EXAMPLE 7: Using the Sample Distribution of p-hat
A random sample of 100 students is taken from the population of all part-time students in the United States, for which the overall proportion of females is 0.6.
(a) There is a 95% chance that the sample proportion (p-hat) falls between what two values?
First note that the distribution of p-hat has mean p = 0.6, standard deviation
\(\sigma_{\hat{p}}=\sqrt{\dfrac{p(1-p)}{n}}=\sqrt{\dfrac{0.6(1-0.6)}{100}}=0.05\)
and a shape that is close to normal, since np = 100(0.6) = 60 and n(1 – p) = 100(0.4) = 40 are both greater than 10. The Standard Deviation Rule applies: the probability is approximately 0.95 that p-hat falls within 2 standard deviations of the mean, that is, between 0.6 – 2(0.05) and 0.6 + 2(0.05). There is roughly a 95% chance that p-hat falls in the interval (0.5, 0.7) for samples of this size.
(b) What is the probability that sample proportion p-hat is less than or equal to 0.56?
To find
\(P(\hat{p} \leq 0.56)\)
we standardize 0.56 into a z-score by subtracting the mean and dividing the result by the standard deviation. Then we can find the probability using the standard normal calculator or table.
\(P(\hat{p} \leq 0.56)=P\left(Z \leq \dfrac{0.56-0.6}{0.05}\right)=P(Z \leq-0.80)=0.2119\)
To see the impact of the sample size on these probability calculations, consider the following variation of our example.

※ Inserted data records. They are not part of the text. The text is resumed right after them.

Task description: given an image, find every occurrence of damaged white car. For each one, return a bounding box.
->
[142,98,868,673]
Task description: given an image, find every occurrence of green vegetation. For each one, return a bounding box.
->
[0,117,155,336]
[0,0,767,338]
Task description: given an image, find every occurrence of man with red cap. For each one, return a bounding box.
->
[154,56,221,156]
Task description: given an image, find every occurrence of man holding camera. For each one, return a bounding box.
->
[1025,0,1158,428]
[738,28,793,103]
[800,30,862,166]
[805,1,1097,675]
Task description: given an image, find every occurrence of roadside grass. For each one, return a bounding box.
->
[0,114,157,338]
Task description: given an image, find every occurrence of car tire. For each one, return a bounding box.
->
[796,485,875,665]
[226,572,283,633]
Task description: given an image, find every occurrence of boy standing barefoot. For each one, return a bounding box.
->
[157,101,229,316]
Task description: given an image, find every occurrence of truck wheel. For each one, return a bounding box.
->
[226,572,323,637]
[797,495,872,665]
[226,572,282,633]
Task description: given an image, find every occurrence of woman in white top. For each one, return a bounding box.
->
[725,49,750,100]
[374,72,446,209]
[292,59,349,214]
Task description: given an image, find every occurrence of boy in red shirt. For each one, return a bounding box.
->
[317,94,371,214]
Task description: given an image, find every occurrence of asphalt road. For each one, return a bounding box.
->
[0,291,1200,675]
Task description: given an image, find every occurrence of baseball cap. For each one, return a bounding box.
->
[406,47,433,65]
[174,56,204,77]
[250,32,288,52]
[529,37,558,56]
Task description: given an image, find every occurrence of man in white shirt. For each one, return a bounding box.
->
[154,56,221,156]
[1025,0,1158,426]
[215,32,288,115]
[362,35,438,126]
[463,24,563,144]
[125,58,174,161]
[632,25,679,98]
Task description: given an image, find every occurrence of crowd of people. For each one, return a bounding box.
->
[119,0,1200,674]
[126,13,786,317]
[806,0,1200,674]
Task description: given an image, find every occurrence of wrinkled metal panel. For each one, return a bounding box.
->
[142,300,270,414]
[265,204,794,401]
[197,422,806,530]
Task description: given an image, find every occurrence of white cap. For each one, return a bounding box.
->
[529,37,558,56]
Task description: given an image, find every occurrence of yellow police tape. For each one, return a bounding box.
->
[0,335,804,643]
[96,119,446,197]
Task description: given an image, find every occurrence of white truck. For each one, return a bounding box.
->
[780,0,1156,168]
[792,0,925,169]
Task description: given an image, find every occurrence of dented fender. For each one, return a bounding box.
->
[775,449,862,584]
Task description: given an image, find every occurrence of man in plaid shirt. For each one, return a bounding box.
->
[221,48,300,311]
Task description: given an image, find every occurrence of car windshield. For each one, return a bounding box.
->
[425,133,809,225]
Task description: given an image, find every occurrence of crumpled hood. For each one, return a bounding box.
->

EXAMPLE 8: Using the Sample Distribution of p-hat
A random sample of 2500 students is taken from the population of all part-time students in the United States, for which the overall proportion of females is 0.6.
(a) There is a 95% chance that the sample proportion (p-hat) falls between what two values?
First note that the distribution of p-hat has mean p = 0.6, standard deviation
\(\sigma_{\hat{p}}=\sqrt{\dfrac{p(1-p)}{n}}=\sqrt{\dfrac{0.6(1-0.6)}{2500}}=0.01\)
and a shape that is close to normal, since np = 2500(0.6) = 1500 and n(1 – p) = 2500(0.4) = 1000 are both greater than 10. The Standard Deviation Rule applies: the probability is approximately 0.95 that p-hat falls within 2 standard deviations of the mean, that is, between 0.6 – 2(0.01) and 0.6 + 2(0.01). There is roughly a 95% chance that p-hat falls in the interval (0.58, 0.62) for samples of this size.
(b) What is the probability that sample proportion p-hat is less than or equal to 0.56?
To find
\(P(\hat{p} \leq 0.56)\)
we standardize 0.56 to into a z-score by subtracting the mean and dividing the result by the standard deviation. Then we can find the probability using the standard normal calculator or table.
\(P(\hat{p} \leq 0.56)=P\left(Z \leq \dfrac{0.56-0.6}{0.01}\right)=P(Z \leq-4) \approx 0\)
Comment:
- As long as the sample is truly random, the distribution of p-hat is centered at p, no matter what size sample has been taken. Larger samples have less spread. Specifically, when we multiplied the sample size by 25, increasing it from 100 to 2,500, the standard deviation was reduced to 1/5 of the original standard deviation. Sample proportion strays less from population proportion 0.6 when the sample is larger: it tends to fall anywhere between 0.5 and 0.7 for samples of size 100, whereas it tends to fall between 0.58 and 0.62 for samples of size 2,500. It is not so improbable to take a value as low as 0.56 for samples of 100 (probability is more than 20%) but it is almost impossible to take a value as low as 0.56 for samples of 2,500 (probability is virtually zero).